We returned to Roundrock last weekend for an overnight; that’s two weekends in a row that we were there. The trip was supposed to be merely for relaxation, but, of course, I found myself pulled toward a couple of chores that needed doing.
One was to do more filling work of the hole that was developing on the south spillway. I had devoted an hour to throwing rocks in that hole last weekend, and I thought another hour or two just might fill it, and maybe I’d avoid having the berm on the spillway being completely washed out.
I didn’t need to worry about filling that hole. In the week since I’d been down, a couple of big rains had gouged even bigger holes that were even greater threats to the integrity of the spillway berm.
The mess you see above is the south spillway, a week later. It’s hard to tell, but some of the holes on that left side are three feet deep. That exposed area is where the rushing water had eaten into the berm. Another overflow event and I expect the berm will blow out, allowing the rushing water to pour into the
pine pecan plantation far too close to the dam for my comfort. (That spread of gravel at the bottom of the spillway has been washed there in the last two years. It used to be grassy there.)
So I ventured over to the spillway on Saturday soon after we arrived and saw the impossible task before me. I could spend the rest of my life throwing rocks in that forming canyon, and another big rain event would simply wash them down the hill. I grew despairing and figured I had to call the dozer man to come out with his big machinery to tackle the problem.
On Sunday I thought about a different approach. About halfway down the spillway, the water tends to stay on the right side (far from the berm), kept in place by a crack in the bedrock there that forms a natural channel. At the halfway point, the bedrock is no longer cracked and the water spills out, crossing the spillway and gouging out a new channel in the gravel and dirt. My thought was that if I could create a new channel in the gravel and dirt on the right side of the spillway, the water would be steered away from the berm a little longer.
So Flike and I headed over there with the pickaxe and shovel. (I carried those. Flike carried a stick.) Then I did a little work at the top of the spillway to remove some gravel so that the water would more easily flow into the natural channel formed by the split in the bedrock. That didn’t take long (and probably didn’t make much of a difference), and I headed down to the halfway point where the natural channel ends and the dirt and gravel begin. And I couldn’t bring myself to dig.
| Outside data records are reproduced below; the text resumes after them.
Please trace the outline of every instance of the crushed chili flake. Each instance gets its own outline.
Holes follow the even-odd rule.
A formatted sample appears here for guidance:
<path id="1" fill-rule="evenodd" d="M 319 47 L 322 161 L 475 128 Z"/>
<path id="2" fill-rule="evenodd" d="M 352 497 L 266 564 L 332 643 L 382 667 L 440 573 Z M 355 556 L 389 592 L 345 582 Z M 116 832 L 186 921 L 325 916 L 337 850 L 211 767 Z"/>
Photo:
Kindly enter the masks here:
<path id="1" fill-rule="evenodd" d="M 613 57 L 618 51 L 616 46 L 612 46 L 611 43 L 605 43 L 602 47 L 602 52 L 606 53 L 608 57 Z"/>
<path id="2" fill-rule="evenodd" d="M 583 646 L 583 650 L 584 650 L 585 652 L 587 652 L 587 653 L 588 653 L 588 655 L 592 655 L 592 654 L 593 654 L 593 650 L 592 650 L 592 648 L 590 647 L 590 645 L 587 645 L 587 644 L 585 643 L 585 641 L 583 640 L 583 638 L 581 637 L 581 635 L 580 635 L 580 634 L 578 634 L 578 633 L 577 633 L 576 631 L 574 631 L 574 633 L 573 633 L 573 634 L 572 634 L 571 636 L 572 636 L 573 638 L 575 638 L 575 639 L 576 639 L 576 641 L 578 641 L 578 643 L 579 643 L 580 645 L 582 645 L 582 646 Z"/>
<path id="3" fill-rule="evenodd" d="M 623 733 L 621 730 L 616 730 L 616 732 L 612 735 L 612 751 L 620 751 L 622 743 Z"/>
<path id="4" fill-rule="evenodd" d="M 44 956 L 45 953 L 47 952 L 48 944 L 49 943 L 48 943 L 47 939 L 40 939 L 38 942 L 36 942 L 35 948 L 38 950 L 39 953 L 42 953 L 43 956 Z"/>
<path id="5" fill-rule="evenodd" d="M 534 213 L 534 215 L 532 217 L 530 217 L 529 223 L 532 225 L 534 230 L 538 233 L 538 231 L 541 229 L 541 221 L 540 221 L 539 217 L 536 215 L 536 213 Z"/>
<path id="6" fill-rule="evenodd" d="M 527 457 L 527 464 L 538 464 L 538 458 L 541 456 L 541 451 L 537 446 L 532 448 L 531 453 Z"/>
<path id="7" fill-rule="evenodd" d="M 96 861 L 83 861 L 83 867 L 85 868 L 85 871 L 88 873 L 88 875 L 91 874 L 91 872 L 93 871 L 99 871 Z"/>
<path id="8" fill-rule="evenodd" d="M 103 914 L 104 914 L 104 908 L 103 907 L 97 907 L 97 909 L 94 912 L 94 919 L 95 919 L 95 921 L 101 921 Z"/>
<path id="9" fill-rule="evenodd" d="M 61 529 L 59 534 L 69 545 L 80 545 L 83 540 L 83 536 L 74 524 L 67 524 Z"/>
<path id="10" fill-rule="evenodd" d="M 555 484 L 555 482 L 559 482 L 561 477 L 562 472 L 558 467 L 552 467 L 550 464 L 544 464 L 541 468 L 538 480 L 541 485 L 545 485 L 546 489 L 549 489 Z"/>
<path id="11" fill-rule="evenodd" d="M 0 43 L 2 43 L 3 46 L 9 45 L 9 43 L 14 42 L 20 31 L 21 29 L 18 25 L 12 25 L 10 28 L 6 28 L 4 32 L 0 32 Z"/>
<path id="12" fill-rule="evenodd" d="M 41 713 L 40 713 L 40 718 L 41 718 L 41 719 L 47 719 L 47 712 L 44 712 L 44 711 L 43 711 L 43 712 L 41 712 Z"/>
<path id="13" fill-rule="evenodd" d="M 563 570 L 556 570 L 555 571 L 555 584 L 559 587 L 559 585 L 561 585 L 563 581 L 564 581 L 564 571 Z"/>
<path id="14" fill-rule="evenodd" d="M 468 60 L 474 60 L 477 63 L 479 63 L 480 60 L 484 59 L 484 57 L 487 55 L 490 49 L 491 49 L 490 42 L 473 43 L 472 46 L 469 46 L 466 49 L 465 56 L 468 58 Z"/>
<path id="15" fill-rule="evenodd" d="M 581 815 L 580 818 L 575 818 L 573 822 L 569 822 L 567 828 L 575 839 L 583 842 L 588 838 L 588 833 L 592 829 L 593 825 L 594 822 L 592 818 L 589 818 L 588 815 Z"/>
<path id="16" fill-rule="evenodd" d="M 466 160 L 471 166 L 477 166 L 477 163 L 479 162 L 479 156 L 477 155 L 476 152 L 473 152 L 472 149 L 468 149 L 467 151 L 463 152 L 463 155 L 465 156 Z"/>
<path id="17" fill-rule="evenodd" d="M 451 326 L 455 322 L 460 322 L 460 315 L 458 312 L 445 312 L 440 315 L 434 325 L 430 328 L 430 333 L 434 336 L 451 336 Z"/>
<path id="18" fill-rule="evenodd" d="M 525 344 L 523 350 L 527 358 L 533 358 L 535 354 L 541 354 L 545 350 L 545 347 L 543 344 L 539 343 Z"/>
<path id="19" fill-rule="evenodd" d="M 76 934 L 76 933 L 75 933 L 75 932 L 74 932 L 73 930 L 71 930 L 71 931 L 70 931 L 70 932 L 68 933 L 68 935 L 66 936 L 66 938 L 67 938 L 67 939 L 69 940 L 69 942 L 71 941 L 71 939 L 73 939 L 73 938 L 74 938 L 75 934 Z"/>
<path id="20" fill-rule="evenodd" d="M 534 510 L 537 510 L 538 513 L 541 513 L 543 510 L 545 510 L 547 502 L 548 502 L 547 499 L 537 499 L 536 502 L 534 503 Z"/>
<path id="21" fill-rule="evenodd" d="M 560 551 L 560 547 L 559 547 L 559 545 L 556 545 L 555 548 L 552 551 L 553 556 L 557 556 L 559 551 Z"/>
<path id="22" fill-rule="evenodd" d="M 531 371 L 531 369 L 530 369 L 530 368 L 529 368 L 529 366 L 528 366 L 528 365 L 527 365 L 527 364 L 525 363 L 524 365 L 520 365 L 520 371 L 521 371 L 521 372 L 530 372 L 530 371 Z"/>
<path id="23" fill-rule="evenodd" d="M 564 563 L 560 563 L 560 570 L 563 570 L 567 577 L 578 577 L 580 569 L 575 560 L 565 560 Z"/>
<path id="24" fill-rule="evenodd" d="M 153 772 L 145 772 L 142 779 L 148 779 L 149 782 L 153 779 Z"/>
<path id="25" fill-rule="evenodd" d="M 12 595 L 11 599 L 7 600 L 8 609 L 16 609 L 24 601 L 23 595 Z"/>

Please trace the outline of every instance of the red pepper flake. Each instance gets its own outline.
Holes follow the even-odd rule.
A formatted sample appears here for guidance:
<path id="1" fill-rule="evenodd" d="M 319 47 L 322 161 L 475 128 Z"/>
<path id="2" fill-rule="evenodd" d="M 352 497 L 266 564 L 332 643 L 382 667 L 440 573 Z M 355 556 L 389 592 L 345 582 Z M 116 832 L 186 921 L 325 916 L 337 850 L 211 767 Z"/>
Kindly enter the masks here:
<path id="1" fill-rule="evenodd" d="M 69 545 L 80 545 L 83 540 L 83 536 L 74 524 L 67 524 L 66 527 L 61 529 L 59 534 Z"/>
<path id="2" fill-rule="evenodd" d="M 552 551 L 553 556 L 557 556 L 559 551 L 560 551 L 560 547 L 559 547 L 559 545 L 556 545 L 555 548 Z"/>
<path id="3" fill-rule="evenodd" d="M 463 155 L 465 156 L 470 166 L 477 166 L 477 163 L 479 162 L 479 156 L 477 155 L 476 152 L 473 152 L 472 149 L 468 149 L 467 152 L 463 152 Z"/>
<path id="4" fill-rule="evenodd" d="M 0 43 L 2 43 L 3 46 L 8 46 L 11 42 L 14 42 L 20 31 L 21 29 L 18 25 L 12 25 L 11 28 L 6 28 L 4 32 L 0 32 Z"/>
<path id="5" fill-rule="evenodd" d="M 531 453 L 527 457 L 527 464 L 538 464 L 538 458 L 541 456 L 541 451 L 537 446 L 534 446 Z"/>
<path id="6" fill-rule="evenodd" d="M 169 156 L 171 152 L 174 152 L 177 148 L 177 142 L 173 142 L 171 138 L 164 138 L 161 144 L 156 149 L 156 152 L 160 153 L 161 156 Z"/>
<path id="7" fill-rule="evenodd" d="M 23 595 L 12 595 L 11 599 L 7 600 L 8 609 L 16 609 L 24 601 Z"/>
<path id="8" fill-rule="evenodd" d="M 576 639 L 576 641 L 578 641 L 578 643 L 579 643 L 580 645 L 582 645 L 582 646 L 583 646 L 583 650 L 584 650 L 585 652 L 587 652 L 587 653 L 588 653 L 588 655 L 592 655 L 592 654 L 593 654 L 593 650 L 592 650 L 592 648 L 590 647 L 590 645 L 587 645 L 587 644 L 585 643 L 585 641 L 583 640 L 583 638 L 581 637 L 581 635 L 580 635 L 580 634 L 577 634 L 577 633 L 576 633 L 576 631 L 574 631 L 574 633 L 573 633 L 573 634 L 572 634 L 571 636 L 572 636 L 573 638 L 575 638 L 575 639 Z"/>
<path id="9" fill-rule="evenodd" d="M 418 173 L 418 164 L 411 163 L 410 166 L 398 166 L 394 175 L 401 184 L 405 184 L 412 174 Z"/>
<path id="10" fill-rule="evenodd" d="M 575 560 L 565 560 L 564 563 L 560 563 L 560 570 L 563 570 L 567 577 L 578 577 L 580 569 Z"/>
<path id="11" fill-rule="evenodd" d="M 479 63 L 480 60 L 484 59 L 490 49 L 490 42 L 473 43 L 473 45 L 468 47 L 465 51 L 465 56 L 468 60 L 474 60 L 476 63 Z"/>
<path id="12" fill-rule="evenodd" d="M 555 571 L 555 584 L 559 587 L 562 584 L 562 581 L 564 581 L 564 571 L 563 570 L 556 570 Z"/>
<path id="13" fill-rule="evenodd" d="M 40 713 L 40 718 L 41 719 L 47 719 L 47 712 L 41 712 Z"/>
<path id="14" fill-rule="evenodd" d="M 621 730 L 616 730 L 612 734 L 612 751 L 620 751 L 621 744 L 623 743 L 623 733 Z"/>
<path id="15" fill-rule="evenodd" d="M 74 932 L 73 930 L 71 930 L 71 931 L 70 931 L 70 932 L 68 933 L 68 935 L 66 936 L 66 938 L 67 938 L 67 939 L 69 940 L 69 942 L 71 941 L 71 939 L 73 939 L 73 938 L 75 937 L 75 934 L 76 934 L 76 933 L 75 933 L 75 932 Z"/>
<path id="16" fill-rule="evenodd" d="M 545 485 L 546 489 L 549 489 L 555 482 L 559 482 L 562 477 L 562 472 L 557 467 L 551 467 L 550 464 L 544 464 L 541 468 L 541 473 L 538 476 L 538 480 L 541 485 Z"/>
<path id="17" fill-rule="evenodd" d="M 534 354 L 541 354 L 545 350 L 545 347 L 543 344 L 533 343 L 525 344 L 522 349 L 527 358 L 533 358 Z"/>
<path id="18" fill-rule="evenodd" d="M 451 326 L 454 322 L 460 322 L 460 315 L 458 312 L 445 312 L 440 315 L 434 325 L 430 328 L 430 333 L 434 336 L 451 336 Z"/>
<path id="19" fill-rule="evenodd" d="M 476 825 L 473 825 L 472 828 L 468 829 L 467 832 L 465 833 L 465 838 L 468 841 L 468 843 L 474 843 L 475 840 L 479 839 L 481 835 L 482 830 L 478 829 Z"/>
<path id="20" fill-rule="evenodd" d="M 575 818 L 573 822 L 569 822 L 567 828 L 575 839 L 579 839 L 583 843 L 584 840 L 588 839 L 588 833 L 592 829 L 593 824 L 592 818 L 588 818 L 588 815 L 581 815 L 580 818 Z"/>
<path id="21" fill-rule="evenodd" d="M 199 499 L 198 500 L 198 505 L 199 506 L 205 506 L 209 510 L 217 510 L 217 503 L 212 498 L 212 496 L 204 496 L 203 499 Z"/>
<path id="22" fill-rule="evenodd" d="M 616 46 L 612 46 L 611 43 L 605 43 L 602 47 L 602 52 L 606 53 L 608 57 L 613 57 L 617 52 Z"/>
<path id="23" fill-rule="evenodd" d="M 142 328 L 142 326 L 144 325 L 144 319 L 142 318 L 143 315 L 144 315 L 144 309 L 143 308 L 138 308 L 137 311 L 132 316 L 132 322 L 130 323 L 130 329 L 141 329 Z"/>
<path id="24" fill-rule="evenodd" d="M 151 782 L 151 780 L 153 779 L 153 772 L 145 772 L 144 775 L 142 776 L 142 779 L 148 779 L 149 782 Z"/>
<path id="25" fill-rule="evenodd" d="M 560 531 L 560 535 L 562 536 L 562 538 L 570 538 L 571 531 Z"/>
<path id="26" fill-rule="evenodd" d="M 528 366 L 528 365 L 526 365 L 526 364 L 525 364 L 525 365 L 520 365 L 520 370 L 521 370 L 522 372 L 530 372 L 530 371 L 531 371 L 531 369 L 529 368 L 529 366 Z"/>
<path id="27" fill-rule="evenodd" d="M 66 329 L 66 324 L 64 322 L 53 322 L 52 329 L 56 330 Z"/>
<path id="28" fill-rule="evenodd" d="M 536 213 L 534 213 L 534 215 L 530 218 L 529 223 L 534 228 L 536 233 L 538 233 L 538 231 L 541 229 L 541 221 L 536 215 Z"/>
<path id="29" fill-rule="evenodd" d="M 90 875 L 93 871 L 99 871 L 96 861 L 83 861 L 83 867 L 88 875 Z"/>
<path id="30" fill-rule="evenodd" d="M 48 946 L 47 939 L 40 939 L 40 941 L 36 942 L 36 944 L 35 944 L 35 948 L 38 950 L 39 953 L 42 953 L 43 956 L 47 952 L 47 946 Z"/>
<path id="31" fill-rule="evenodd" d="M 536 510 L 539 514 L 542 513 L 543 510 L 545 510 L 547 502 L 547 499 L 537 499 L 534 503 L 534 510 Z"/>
What I really need to do is fill the hole, not create a new one. An ideal spillway would be covered with a carpet of grass to help prevent erosion, and that’s what I have at the point where I was going to start digging. (As you can see on the right side of the photo above.) The water is getting diverted here, but that’s not the fault of the grass. And it seemed foolish to destroy part of the spillway that was actually the way it needed to be.
So I threw rocks in the holes again, aware of how futile that was. And for a break, I used the pickaxe to dig a little in the channel in the bedrock, to widen it where I could and allow it to carry more water.
And that’s when it happened.
Something I’ve been wanting to happen for more than a dozen years.
Something I’ve been hoping for since I first started stomping about my Ozark forest.
Something I was beginning to despair would ever happen in my life.
. . .
I found a Native American artifact!
Look at that beauty!
Here’s the other side:
I have no idea what it is. Obviously it’s too large to have fit on an arrow. Perhaps it’s a spearhead? Or maybe a knife blade. Nor do I know who made it or how old it might be. (I’ve been told that the larger they are, the older they are, but a given use could determine size as much as age, I think.)
The bottom is broken off, as you can see, and that might have shed more light on its original use or craftsmanship. It’s made of chert (I think) and it’s symmetrical in width and depth. Plus there is clear evidence of knapping on its edges.
This had washed into the spillway sometime in the last two years and was buried in mud. (This part of the spillway was broken out of the bedrock, so the artifact couldn’t have gotten there before then.)
Suddenly my woes with the spillway seemed unimportant. I washed the artifact in the water that was trickling down the spillway and examined it from all angles. It wasn’t giving up any of its secrets though.
It sits beside me on my desk. I pick it up frequently and look it over. Now, of course, I expect to go out to my woods and find artifacts all the time. I’ll let you know how that goes.